A essere cambiate, e di molto, sono le vite dei quasi 5mila nuovi cittadini di Vanuatu. Persone che senza aver mai messo piede nel Paese ne hanno ottenuto la cittadinanza. Merito del programma Citizenship by investment che assicura la nazionalità a chi investe nell'arcipelago. Un bel privilegio visto che il passaporto verde permette di entrare in 130 Paesi senza dover richiedere visti, tra questi tutta l'area Schengen, la Gran Bretagna, Hong Kong e la Russia. L'investimento è di facciata, nel senso che basta versare i 130mila dollari (che diventano 180mila per una famiglia di 4 persone) e si diventa cittadini in 30/60 giorni. L'unico diritto che non si acquisisce è di votare, o essere eletti, per il resto zero tasse e buon viaggio. Nel solo 2018 sono stati emessi 1.800 passaporti, la maggioranza dei quali cittadini cinesi. Persone che così facendo dovrebbero rinunciare alla cittadinanza cinese, visto che Pechino non ammette la doppia nazionalità, ma a quanto pare i mandarini del partito per ora chiudono un occhio perché strategicamente sono più interessati a coltivare i buoni rapporti con l'isola al cento delle rotte commerciali del Pacifico. Come numeri i cinesi sono seguiti a ruota dai russi e dagli iraniani, tutti Paesi che necessitano di un visto per entrare nell'Unione Europea che può esser complicato avere anche per chi ha molti soldi.

Quella della vendita dei passaporti è ormai un'industria che secondo il New York Times muove un giro d'affari di venti miliardi di dollari l'anno. Soldi che pesano tantissimo nell'economia di certi microstati insulari dei Caraibi e di Vanuatu, che per ora rimane l'unica nazione del Pacifico a vendere la cittadinanza. Il primo Paese al mondo a venderla è stato St. Kitts e Nevis nel 1984, un anno dopo l'indipendenza dalla Gran Bretagna: il programma Citizenship-by-Investment dove Investment è in realtà un modo gentile per dire: versa 150mila dollari e non serve neanche che tu abbia mai messo piede nella capitale Basseterre è una voce importante dell'economia del Paese caraibico. E proprio i Caraibi sono l'epicentro di questo commercio: ad Antigua e Barbuda e St. Lucia la cittadinanza costa solo 100mila dollari, a Grenada e in Dominica intorno ai 150. A offrire un passaporto in cambio di soldi ci sono anche Cipro e Malta, dove però la cittadinanza si conquista dimostrando di aver davvero investito nel Paese. Nel caso di Cipro, almeno 2 milioni in bond, o la creazione di una società che valga due milioni di euro e impieghi almeno 5 persone, oltre a una donazione a fondo perduto di 75mila dollari a una fondazione dell'isola. Meno per Malta: una casa del valore di almeno 350mila euro, un investimento di 150mila in bond maltesi e una donazione di 650mila euro al Fondo per lo sviluppo economico e sociale maltese. E con soli 25mila a testa, il passaporto arriva anche per moglie e figli minorenni. Insomma, un affare.

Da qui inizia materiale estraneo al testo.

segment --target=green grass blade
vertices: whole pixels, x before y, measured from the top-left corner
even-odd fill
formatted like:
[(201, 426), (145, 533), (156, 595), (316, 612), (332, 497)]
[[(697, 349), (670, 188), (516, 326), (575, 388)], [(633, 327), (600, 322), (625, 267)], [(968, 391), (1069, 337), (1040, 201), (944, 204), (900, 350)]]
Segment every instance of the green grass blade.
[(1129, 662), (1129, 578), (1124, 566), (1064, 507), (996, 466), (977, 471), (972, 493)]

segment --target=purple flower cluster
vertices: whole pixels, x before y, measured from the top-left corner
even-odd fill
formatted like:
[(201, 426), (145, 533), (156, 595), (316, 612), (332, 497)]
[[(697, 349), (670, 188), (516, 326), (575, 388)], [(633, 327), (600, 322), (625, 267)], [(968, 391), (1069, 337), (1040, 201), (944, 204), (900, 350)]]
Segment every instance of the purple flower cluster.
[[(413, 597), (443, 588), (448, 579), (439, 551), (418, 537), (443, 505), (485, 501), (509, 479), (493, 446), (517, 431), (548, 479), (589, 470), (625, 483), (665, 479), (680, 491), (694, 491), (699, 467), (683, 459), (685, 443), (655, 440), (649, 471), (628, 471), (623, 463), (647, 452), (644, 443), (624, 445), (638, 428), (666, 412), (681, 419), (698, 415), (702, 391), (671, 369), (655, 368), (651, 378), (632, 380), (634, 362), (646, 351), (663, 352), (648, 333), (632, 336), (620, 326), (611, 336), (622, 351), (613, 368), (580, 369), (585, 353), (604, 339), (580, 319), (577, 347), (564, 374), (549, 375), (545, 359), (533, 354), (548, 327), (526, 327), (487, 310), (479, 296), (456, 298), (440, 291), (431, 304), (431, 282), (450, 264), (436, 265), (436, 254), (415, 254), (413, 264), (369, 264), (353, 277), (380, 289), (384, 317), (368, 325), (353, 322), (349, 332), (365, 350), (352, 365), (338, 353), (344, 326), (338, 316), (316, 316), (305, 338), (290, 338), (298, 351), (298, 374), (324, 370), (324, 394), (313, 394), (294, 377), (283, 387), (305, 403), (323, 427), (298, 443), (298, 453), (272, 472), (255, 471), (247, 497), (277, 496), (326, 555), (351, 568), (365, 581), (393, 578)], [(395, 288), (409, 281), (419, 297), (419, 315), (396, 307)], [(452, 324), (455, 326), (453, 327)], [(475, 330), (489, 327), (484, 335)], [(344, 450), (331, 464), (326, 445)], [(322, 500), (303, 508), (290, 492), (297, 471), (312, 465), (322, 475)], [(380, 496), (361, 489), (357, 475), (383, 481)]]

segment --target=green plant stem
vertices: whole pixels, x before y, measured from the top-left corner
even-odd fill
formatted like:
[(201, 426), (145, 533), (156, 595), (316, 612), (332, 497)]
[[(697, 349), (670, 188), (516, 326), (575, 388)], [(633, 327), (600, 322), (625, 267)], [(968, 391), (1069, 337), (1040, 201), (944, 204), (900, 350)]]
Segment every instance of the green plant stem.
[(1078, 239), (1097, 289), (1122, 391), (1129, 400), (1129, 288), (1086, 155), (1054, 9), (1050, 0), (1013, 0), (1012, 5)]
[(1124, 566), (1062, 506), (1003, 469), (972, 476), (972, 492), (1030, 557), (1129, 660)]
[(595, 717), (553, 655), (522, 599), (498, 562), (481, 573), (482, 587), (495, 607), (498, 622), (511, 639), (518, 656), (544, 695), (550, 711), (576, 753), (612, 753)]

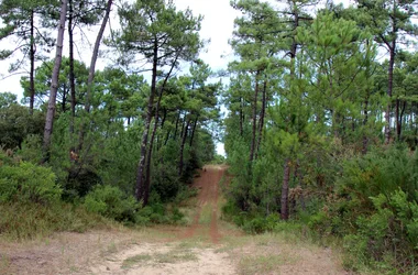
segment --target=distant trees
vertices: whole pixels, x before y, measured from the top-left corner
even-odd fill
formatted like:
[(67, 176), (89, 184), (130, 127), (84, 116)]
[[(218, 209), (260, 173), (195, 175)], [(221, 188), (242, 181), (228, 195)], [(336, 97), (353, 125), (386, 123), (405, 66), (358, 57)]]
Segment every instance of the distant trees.
[[(155, 110), (155, 98), (162, 97), (167, 79), (179, 61), (191, 61), (198, 53), (200, 41), (201, 18), (193, 16), (189, 10), (176, 11), (172, 1), (136, 1), (125, 4), (120, 10), (121, 31), (117, 33), (116, 46), (122, 50), (122, 62), (130, 58), (136, 61), (138, 56), (144, 56), (151, 65), (151, 90), (144, 118), (144, 129), (141, 142), (141, 154), (138, 165), (136, 190), (138, 200), (144, 205), (148, 201), (150, 179), (145, 176), (147, 152), (152, 151), (153, 135), (150, 139), (151, 122)], [(168, 66), (168, 72), (163, 75), (163, 82), (157, 91), (157, 77), (161, 70)], [(160, 100), (158, 100), (160, 101)], [(154, 123), (157, 123), (157, 116)], [(151, 160), (150, 160), (151, 161)]]

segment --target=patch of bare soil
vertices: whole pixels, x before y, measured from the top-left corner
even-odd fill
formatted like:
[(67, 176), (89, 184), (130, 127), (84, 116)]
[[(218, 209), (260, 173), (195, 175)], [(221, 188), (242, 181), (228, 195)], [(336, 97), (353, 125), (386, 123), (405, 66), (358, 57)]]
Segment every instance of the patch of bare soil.
[(0, 274), (346, 274), (338, 253), (286, 235), (249, 237), (219, 219), (223, 166), (195, 180), (189, 227), (59, 233), (26, 243), (0, 242)]

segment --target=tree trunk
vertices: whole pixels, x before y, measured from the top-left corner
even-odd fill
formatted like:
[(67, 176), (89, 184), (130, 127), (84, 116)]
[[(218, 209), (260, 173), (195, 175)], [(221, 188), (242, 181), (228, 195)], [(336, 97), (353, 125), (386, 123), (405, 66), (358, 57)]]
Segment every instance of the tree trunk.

Oltre a questi Paesi da banane, ben venti Paesi dell'Unione offrono un permesso di residenza di lunga durata (il cosiddetto Golden Visa) a chi investe nell'economia locale. Si va dai dieci milioni di investimenti al netto dell'acquisto di immobili dell'Austria all'acquisto di una abitazione del valore di almeno 350mila euro del Portogallo. Visto che dopo qualche anno porta all'agognato documento: dai 5 anni del Portogallo (dove bisogna dimostrare di aver passato almeno una settimana l'anno) ai dieci di Spagna e Lettonia, che però come la Grecia richiede che si passi un difficile esame di lingua lettone e che si dimostri di aver vissuto nel Paese al punto di saper cantare l'inno nazionale.

In un mercato di questo genere il passaporto di Vanuatu, rapido, economico e senza richieste strane, diventa allora appetibile e quasi economico. La cosa curiosa è che fino al 1980 gli abitanti dell'arcipelago non avevano diritto ad alcun passaporto. Fino a quella data infatti le 80 isole che compongono le Nuove Ebridi erano uno strano condominio anglo-francese e le due potenze coloniali non concedevano agli isolani un vero e proprio passaporto, ma solo dei permessi di espatrio.

Ironia della sorte una nazione di ex-apolidi si è messa a vender passaporti.